A SELF EFFICIENT CHILD

           I believed that our childhood ends whenever you have to buy your own Jell-o.
                  Being a child is tough anywhere in the world, but specially in any latino countries, and mine was not an exception even today, whenever I tell this story, some people (specially woman) feel like they have to, or do cry. 
                 For this I have to go a little bit back in time, (just a little) to when I was 7 years old, at that age I was in second grade in the "Lidice" Elementary school and I was being raised by a single parent, my Father (Superman to me) whom always (whenever I was asking him for some money) told me "you have to learn how to work to earn your own money" or "the golondrinas will not going to feed you" and at the time when I was asking him to go with me somewhere, because it was to late, or to dark, or to far, he used to tell me "You have to learn how to do things on your own, not always I'm going to be with you" and I remember coming back to him with "of course you will always going to be here with me" unfortunately for me (as for everybody) time would teach me a lesson in that remark. 

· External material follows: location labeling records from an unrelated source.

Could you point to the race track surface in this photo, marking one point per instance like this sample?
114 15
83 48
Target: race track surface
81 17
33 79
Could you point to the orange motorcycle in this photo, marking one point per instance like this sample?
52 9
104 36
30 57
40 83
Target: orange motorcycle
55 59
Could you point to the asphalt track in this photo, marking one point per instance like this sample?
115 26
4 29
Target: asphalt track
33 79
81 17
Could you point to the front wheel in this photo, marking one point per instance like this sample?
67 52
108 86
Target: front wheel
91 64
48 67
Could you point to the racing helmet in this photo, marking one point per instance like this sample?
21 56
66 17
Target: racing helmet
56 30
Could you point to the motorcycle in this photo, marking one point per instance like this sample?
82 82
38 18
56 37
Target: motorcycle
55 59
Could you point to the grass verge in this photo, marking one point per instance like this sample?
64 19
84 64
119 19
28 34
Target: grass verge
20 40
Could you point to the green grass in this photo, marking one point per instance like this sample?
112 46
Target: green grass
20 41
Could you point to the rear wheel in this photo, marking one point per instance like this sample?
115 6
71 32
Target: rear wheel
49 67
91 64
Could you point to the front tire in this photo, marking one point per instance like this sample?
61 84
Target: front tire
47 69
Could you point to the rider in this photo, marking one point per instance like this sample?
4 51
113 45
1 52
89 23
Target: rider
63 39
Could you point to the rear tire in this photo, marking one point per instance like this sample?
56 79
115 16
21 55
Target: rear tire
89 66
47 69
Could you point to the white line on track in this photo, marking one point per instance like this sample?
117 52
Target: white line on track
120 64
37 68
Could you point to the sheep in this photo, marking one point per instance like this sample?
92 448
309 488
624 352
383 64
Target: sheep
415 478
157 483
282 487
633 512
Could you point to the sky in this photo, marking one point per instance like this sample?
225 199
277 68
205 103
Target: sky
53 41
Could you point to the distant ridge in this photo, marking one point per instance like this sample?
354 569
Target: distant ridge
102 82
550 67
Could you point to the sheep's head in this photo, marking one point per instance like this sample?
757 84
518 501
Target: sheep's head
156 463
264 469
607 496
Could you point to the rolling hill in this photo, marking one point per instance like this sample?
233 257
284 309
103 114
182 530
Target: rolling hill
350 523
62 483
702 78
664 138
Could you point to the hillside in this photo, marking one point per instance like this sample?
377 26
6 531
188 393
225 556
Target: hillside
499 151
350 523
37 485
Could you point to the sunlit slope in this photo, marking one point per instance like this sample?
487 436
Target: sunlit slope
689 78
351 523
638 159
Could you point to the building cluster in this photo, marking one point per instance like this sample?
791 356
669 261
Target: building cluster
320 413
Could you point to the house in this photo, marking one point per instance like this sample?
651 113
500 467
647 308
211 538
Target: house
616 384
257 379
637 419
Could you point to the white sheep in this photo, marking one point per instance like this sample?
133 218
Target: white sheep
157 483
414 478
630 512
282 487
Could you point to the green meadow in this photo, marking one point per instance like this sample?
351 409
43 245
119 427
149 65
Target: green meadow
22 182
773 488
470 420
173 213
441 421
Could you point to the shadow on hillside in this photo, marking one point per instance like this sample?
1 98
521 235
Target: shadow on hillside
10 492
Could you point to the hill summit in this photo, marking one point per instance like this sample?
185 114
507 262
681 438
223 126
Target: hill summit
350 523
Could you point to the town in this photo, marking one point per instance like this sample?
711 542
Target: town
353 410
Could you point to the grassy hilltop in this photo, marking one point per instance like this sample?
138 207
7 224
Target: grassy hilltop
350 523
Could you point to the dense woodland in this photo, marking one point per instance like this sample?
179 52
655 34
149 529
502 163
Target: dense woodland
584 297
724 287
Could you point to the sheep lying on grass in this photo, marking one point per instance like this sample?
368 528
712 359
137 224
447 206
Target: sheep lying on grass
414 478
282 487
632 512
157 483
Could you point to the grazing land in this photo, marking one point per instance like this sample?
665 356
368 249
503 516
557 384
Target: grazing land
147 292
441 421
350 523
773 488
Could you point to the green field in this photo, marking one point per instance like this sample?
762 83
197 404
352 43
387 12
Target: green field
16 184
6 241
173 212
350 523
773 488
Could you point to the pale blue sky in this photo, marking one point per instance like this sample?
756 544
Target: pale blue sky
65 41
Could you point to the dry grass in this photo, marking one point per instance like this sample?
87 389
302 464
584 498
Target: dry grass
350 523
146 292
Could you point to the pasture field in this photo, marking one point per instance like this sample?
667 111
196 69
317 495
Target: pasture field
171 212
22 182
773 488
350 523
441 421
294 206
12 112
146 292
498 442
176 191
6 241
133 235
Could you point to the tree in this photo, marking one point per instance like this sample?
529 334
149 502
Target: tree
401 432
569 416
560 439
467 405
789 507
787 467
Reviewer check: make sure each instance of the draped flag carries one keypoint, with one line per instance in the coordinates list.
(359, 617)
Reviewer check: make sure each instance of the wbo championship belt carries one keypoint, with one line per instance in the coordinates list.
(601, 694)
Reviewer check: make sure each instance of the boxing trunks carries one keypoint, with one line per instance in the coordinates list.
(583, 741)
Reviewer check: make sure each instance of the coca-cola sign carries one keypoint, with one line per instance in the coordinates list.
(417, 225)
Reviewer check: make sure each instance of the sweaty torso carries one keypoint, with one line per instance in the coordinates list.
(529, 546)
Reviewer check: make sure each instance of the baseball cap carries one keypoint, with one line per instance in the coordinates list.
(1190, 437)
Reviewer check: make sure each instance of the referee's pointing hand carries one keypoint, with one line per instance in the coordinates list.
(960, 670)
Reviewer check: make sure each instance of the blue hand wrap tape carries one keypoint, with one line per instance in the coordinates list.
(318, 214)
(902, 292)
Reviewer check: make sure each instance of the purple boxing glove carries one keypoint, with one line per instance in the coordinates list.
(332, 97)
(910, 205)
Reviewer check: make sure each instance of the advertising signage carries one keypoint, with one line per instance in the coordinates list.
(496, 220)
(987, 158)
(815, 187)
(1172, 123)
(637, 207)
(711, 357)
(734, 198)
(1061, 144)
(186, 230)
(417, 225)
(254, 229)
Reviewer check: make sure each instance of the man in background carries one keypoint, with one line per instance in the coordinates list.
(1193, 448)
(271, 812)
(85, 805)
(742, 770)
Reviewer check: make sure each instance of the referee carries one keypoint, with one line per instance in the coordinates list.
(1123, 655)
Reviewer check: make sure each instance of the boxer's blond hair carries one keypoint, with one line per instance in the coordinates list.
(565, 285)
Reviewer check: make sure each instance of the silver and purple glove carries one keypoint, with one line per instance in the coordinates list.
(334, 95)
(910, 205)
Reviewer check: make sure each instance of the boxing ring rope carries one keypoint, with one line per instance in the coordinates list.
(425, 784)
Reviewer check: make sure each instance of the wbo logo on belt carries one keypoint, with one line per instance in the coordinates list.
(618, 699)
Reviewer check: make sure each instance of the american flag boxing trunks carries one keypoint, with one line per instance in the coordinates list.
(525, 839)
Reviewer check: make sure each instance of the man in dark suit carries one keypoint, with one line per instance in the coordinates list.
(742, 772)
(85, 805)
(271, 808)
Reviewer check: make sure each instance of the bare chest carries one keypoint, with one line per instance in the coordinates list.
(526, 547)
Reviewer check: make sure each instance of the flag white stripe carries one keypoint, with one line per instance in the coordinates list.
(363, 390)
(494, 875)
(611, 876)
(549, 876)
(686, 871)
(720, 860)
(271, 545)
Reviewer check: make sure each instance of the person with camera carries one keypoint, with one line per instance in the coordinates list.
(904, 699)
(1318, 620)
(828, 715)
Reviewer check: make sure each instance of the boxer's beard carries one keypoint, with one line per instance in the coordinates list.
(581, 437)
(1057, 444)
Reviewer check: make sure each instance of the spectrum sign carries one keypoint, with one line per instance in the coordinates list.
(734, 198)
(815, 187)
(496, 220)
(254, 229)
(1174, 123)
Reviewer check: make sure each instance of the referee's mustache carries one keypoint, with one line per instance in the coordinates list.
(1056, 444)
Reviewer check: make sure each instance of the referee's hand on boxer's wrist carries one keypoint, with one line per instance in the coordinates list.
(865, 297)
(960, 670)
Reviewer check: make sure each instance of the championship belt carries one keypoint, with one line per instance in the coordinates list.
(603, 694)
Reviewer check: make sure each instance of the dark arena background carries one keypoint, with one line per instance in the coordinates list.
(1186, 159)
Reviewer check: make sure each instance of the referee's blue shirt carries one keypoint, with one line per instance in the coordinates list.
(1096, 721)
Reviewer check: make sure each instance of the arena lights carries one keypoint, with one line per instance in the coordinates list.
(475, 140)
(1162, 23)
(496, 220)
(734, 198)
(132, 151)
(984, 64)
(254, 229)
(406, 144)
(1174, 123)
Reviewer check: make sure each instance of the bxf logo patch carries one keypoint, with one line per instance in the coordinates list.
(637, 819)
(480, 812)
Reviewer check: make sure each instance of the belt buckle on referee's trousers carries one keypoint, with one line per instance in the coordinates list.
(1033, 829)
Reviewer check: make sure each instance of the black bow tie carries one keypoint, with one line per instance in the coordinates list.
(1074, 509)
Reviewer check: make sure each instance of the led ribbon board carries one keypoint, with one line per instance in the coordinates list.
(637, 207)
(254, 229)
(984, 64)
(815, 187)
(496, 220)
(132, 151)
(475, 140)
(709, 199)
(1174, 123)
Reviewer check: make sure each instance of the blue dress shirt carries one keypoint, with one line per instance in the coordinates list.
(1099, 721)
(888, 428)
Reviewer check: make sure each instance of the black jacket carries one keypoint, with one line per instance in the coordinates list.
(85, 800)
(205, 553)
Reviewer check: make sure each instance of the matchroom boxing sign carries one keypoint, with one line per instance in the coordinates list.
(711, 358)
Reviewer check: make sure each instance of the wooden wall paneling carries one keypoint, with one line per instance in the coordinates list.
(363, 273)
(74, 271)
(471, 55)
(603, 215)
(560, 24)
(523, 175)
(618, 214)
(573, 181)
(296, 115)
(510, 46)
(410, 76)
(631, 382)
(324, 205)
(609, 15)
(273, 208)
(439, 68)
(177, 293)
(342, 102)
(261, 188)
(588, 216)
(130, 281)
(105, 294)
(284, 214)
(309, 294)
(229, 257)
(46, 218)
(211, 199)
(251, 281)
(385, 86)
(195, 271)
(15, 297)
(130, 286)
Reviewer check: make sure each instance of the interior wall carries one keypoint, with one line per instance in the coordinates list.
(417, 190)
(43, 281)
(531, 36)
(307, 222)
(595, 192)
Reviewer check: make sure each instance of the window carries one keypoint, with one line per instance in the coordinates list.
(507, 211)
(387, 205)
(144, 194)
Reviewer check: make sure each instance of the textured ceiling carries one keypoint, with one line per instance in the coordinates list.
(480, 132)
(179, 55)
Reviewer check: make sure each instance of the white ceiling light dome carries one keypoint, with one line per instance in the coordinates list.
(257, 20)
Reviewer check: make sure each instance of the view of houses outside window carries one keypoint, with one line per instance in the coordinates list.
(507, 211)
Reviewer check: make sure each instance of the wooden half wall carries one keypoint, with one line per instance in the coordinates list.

                     I remember been very specific on whatever I wanted,  and whatever it was I was getting it, even if I had to work for it, and this has to do with me liking jell-o a lot, to the point that when my dad stopped giving me money to buy it, I went to the store, shop, or whatever it was, (I didn't care, I just wanted to make some money to buy my own jell-o) and I told the owner that I wanted to sell jell-o for him, and I have no idea why he'd agreed and there I was, with a big tray with at least 15 jel-lo pieces, (including some of my favorites) and that would take me a couple of hours to sell them, and later on there I was me a happy kid, eating my favorite jell-o that I bought with my very own earned money.
              Earning money to buy my own jello was not always easy, for example one day in an effort to sell all of my merchandise, as innocently as it may have seemed to me, I tripped and fell and logically my jello pieces(about 8) were all over the ground, but knowing that I could not lose that many pieces, I picked them up, washed the dirt off of them put them back in the tray and sold them all!.  
          Needless to say that some (if not all) people complained about it, saying that they felt like if dirt were on them, and I just said, "really? that's weird!, I don't know why, nobody had said nothing to me before" after that, I never bought jell-o from any of the kids on the street, Jell-o has fallen off from my new priority list, I still love jell-o, specially the cherry flavor, I guess is not because I'm not a child any longer, but because is not as exciting as it used to be.
                  I'll come back to all of you with more (no, no more jell-o stories), meanwhile stay safe, eat your vegetables, and you'll read me later alligator. over n' out.